Kommentar

"Woran liegt es, dass wir noch immer Barbaren sind?"

Zweifellos hätten Adorno und Horkheimer weitere historische Beispiele jüngerer Zeit als Bestätigung ihrer – häufig einseitig rezipierten – These gefunden. Man erinnere sich an den Völkermord in Ruanda, bei dem innerhalb von 100 Tagen mindestens 800.000 Menschen, meist mit Macheten, abgeschlachtet wurden. Die blutigen Massaker wurden maßgeblich durch den Radiosender "Radio RTLM" koordiniert. Dieser verbreitete mehrmals täglich den Aufruf "Tod! Tod! Die Gräben sind erst zur Hälfte mit den Leichen der Tutsi gefüllt. Beeilt euch, sie ganz aufzufüllen!". Eine Radiostation, also das Resultat des wissenschaftlichen Fortschrittes, mutierte zum Mordinstrument.

Doch ist damit der diagnostizierte "Doppelcharakter der Aufklärung" eine hinreichende Erklärung für das Zustandekommen der Barbarei?

Nein.
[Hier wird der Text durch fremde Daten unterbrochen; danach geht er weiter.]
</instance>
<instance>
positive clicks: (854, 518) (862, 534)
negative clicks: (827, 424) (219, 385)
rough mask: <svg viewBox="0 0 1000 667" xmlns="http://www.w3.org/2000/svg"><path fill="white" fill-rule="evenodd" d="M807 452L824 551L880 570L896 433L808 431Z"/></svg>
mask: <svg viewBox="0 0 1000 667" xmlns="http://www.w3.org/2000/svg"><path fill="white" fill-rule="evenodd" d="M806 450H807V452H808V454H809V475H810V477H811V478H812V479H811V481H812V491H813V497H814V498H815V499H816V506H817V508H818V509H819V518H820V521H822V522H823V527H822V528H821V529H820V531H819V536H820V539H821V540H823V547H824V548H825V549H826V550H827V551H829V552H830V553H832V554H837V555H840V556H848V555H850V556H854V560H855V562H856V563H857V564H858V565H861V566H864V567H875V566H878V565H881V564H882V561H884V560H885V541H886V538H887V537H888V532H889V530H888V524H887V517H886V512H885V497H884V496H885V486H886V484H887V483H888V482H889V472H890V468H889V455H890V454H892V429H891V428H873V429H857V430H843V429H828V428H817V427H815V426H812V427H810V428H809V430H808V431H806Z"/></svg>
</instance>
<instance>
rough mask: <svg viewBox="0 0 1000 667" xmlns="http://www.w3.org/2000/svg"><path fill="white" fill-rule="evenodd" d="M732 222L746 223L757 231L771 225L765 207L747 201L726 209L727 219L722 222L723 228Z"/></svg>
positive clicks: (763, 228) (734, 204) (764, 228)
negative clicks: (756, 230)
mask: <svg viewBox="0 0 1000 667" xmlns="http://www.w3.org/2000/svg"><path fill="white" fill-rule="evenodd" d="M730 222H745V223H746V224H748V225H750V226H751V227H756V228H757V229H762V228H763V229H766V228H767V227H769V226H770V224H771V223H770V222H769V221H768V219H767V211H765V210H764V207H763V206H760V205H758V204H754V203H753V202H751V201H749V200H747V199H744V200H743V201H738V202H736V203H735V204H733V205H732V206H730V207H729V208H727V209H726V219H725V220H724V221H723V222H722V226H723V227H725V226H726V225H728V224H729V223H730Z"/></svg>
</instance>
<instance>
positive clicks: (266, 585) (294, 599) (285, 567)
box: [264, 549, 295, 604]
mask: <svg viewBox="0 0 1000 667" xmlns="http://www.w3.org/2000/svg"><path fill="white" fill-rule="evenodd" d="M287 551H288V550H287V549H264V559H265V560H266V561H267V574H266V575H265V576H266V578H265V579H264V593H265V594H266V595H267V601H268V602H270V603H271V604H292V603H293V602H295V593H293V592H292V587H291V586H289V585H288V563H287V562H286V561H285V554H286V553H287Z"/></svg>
Bei genauerer Betrachtung ist diese nämlich vielmehr auf das Problem einer "halbierten Aufklärung" zurückzuführen. Gerade weil die Aufklärung – mitsamt ihrer emanzipatorischen, humanisierenden Kraft – nie konsequent vollzogen wurde, war es möglich, dass sich menschenverachtende Einstellungen etablieren konnten. Denn gesellschaftlich wirkmächtig war über lange Zeit fast ausschließlich jener Aspekt der Aufklärung, den man mit dem Begriff der "instrumentellen Vernunft" umschreiben könnte. Die ethischen, humanistischen Impulse der radikalen Aufklärungsbewegung wurden hingegen weitgehend vergessen oder ignoriert und konnten sich erst weitaus später gegen erbitterten Widerstand durchsetzen. 

Eine Allianz der Gegenaufklärung

Die Ablehnung der kulturellen Errungenschaften der Aufklärung bei gleichzeitiger Inanspruchnahme ihrer technologischen Fortschritte  war – und ist auch heute noch – ein explosives Gemisch von Rationalität und Irrationalität.
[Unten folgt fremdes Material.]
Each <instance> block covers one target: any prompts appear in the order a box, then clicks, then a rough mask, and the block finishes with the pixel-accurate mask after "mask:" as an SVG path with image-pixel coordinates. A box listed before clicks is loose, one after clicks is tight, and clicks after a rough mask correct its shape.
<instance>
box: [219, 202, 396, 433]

Auf drastische Weise manifestiert sich diese Kombination bei terroristischen Gruppierungen. Sie verbinden hohes strategisches und taktisches Know-how mit den unzeitgemäßen und irrationalen Glaubensinhalten einer jenseitig ausgerichteten Religion oder politischen Ideologie. Terroristen machen sich demnach die Erfindungen der Moderne zunutze, verachten aber die Prinzipien der Aufklärung, die diese Erfindungen erst ermöglicht haben. 

Für den Historiker und Philosophen Philipp Blom ist die dahinter stehende Geisteshaltung ein globales, umfassenderes Problem. Scheinbar völlig unterschiedliche politische Akteure träumen gemeinsam einen "autoritären Traum": PEGIDA und AfD, Putin, Orban, Kaczinsky, Anders Breivik, Hindunationalisten, Donald Trump, die Tea Party, radikale US-Evangelikale, der Front National, Erdogan sowie das islamistische Regime in Saudi Arabien und die Massenmörder des IS. Sie alle betrachten ihre Kultur, die gegen das Fremde und den Wandel abgeschottet werden muss, als essenziell und überlegen. Sie alle verbindet, so Blom, die gemeinsame Verachtung für den "liberalen Traum" von Individualismus, Pluralismus, Menschenrechten und Freiheit. 

Aufgeklärte Gegenwart?

Von einem wirklich "aufgeklärten Zeitalter" ist die Menschheit noch meilenweit entfernt. Denn unsere Weltbilder sind von überwunden geglaubten Irrtümern geprägt und unsere Gehirne werden weiterhin von Legenden und Mythen vergangener Jahrhunderte konditioniert. Auch heute noch denken wir in religiösen Kategorien, ohne uns dessen bewusst zu sein.   

Gegenwärtig wird dies besonders bei einer populären Idee deutlich, die sich im Lichte der Aufklärung als destruktiver Anachronismus entblößt – nämlich die Vorstellung einer "nationalen Identität". Tragischerweise ist sie eine religiöse Konstruktion mit enormer Wirkmacht.